Derivation of theoretical formula for the third order neutron correlation technique by using importance function

The third order neutron correlation technique is one of the subcriticality measurement techniques. This technique was originally proposed by Furuhashi and utilizes the second and third order neutron correlation factors Y(T) and X(T), which are evaluated from the variance and third order central moment of neutron counts detected during a counting gate width T, respectively. We can obtain the absolute value of subcriticality from the Y∞ and X∞, which are saturation values of Y(T) and X(T) when T goes to infinity.
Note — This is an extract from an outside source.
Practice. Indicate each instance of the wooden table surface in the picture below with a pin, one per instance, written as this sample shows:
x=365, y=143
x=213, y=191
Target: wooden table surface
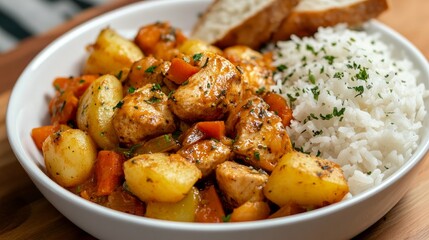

In the previous paper, we derived the generalized theoretical formulas of Y∞ and X∞ that took account of both the spatial and neutron energy effects. Its derivation was based on a heuristic method in which we consider the branching process of neutron family, and we utilized the α-eigenfunction expansion technique. Then, the previous formulas are expressed by multiple sums involving both the α-eigenfunctions and their adjoint functions. In this paper, we derive the new compact expressions of Y∞ and X∞ by using the importance functions related to the neutron detection process. Present derivation is based on the stochastic equation of neutron transport. New expressions have two advantages. We can clarify the physical meanings of Y∞ and X∞. And, without α-eigenfunction expansion, we can calculate Y∞ and X∞ directly by calculating the importance functions which satisfy the adjoint neutron transport equations. Moreover, we prove that new expressions of Y∞ and X∞ are identical with the previous ones, so that we can conclude that our previous derivation based on a heuristic method is correct.